The company is “evolving its commercial model to position the organization to be more competitive, withstand market challenges and fully leverage the significant innovations we are bringing to customers and patients,” Novo’s spokesperson said via email. “As part of this effort, we are restructuring the commercial organization and some existing positions, approximately 185, are being eliminated while new roles, approximately 70, are also being created.”
The cuts come right on the heels of Novo’s third-quarter results, when it reported sales that slightly missed Wall Street consensus expectations due to shortfalls for diabetes drugs Tresiba and Levemir. Revenues for the quarter were up 2% over last year and profits were up 5%, the Danish drugmaker reported.

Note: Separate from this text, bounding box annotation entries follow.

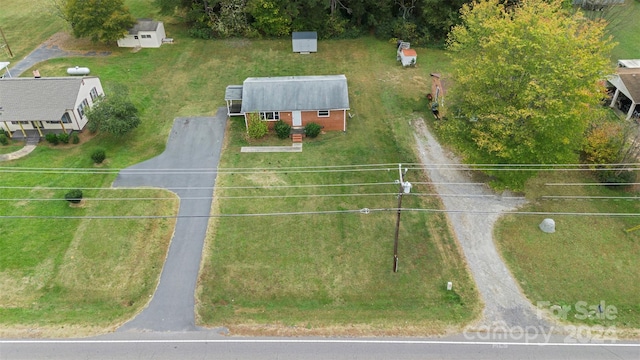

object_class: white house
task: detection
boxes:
[225,75,349,131]
[118,19,167,48]
[0,76,104,138]
[607,67,640,120]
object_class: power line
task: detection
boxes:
[0,163,640,175]
[0,208,640,220]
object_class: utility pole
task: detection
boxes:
[393,164,411,272]
[0,28,13,57]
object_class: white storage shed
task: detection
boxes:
[291,31,318,54]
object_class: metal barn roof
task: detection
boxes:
[242,75,349,113]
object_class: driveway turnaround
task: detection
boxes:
[5,40,110,77]
[415,120,550,332]
[113,108,227,331]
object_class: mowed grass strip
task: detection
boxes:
[198,38,479,335]
[0,2,479,333]
[495,172,640,329]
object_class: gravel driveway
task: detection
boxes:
[414,119,549,330]
[113,108,227,331]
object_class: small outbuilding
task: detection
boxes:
[397,40,418,67]
[607,60,640,120]
[291,31,318,54]
[118,19,167,48]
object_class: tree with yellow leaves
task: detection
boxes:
[443,0,614,188]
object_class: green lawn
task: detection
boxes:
[495,172,640,328]
[198,38,478,335]
[495,1,640,331]
[0,0,479,336]
[611,0,640,61]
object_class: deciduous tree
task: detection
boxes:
[63,0,136,43]
[87,85,140,136]
[448,0,613,186]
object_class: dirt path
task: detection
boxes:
[414,119,548,330]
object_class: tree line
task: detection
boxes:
[154,0,468,45]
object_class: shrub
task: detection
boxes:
[247,113,269,139]
[71,132,80,144]
[44,133,59,145]
[91,149,107,164]
[304,123,322,137]
[274,120,291,139]
[64,189,82,204]
[58,133,69,144]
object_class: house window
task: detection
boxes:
[89,86,98,102]
[260,111,280,121]
[78,99,89,118]
[47,113,71,124]
[60,113,71,124]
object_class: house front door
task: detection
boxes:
[291,111,302,126]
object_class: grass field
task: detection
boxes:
[192,39,478,334]
[611,0,640,61]
[495,1,640,329]
[0,0,640,335]
[495,172,640,328]
[0,1,479,334]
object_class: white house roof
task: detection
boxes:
[618,59,640,68]
[242,75,349,113]
[0,77,95,121]
[608,68,640,104]
[129,19,160,35]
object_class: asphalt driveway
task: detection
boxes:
[113,108,227,331]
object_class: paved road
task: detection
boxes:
[113,108,227,331]
[0,332,640,360]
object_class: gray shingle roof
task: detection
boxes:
[129,19,160,35]
[291,31,318,52]
[0,77,89,121]
[617,68,640,103]
[224,85,242,100]
[242,75,349,112]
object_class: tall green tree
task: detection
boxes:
[63,0,136,43]
[447,0,614,185]
[87,84,140,136]
[247,0,291,36]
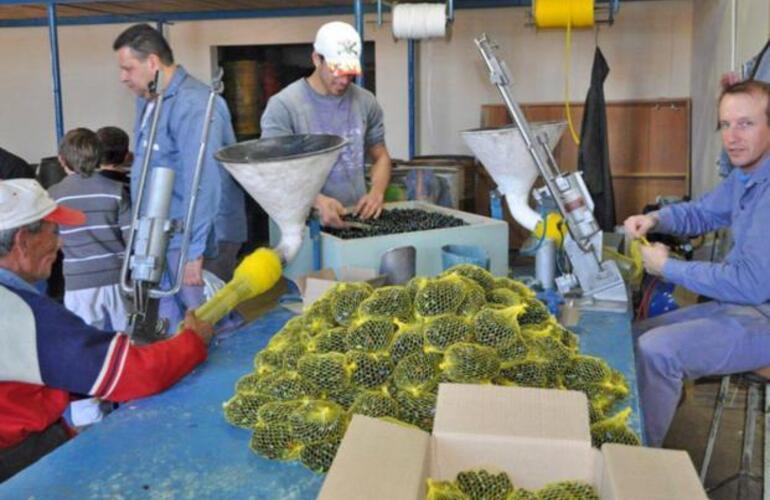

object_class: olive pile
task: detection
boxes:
[324,208,465,240]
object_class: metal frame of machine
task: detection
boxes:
[475,34,628,309]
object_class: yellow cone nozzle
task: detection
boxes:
[195,248,282,323]
[532,212,567,247]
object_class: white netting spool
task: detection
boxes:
[393,3,446,39]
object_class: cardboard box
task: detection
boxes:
[284,267,387,314]
[318,384,706,500]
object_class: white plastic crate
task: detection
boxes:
[270,201,508,279]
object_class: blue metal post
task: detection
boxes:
[48,3,64,144]
[353,0,364,87]
[310,217,323,271]
[406,40,417,160]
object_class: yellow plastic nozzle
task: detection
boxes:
[532,212,567,246]
[195,248,282,323]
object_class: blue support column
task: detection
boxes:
[353,0,364,87]
[310,217,323,271]
[406,40,417,160]
[48,3,64,144]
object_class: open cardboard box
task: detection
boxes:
[318,384,706,500]
[284,267,387,314]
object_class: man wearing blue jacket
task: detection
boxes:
[625,80,770,446]
[113,24,246,331]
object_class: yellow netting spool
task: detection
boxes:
[532,0,594,28]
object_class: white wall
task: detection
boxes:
[418,0,692,154]
[0,0,696,168]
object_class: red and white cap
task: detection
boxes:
[313,21,361,76]
[0,179,86,230]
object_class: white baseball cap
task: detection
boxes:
[0,179,86,230]
[313,21,361,76]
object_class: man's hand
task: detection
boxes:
[640,243,668,276]
[314,194,345,229]
[623,214,658,239]
[182,310,214,345]
[356,190,385,219]
[182,256,203,286]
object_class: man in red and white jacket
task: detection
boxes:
[0,179,213,482]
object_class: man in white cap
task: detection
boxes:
[261,21,390,227]
[0,179,213,483]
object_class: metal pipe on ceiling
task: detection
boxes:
[48,2,64,145]
[353,0,364,87]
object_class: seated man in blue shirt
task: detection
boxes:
[625,80,770,446]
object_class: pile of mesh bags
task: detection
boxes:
[224,264,639,472]
[425,469,599,500]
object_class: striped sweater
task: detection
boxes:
[48,173,131,291]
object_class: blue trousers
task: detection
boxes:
[158,250,204,334]
[633,302,770,446]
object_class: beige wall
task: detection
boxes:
[690,0,770,196]
[0,0,692,168]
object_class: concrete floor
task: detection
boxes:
[664,379,764,500]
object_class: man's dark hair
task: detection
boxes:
[96,127,128,165]
[112,24,174,66]
[718,80,770,125]
[59,128,102,177]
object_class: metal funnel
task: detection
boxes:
[461,121,567,231]
[215,134,347,262]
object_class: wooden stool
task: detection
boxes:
[700,367,770,500]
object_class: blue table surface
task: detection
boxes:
[0,308,641,499]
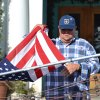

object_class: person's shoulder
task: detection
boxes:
[76,38,88,43]
[51,38,59,44]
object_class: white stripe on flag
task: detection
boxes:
[28,70,37,81]
[37,31,57,62]
[11,37,36,66]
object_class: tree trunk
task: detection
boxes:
[0,81,8,100]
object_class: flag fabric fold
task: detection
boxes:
[0,26,65,81]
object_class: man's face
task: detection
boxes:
[59,28,74,43]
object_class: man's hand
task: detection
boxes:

“After the changes are implemented, we expect to have roughly the same number of employees or actual people working at (Novo Nordisk) as we do today,” Novo’s spokesperson continued. “We know this can be disruptive to our employees and we’ll offer our full support to those affected, including consideration for new positions when appropriate.”
Last year’s long-acting insulin launch Tresiba, stalwart GLP-1 drug Victoza and its sister weight-loss injection Saxenda, which has the same active ingredient, have helped fuel revenue gains so far in 2017. Their sales increased 117%, 15% and 80% versus last year, respectively.
Still, the company issued a cautious 2018 guidance as it hangs its growth ambitions on Saxenda, the blockbuster candidate semaglutide and new launch Fiasp. Novo is calling for 2018 growth in the low-to-mid single digits, and a 3% to 4% hit from currency. Jefferies analyst Jeffrey Holford wrote that the guidance seems below “consensus expectations, as the company faces competition … and price pressure in diabetes.”
Separate from diabetes, Novo faces a potential fight in hemophilia from Roche’s emicizumab. That candidate won an FDA priority review back in August.
Along with Sanofi and Eli Lilly, Novo has been reeling from increased diabetes pricing pressure in the U.S., forcing each of the drugmakers to undergo their own reorganizations. Novo last year had to eliminate 1,000 positions in R&D and commercial operations in an effort to sharpen its focus on “truly innovative” products.
For its part, Eli Lilly recently announced a round of 3,500 cuts as it looks to save $500 million per year. The Indianapolis-based drugmaker said this week that 2,300 employees have taken early retirements in that effort. Sanofi last year had to cut 20% of its U.S. diabetes sales force, and more than 500 positions in France.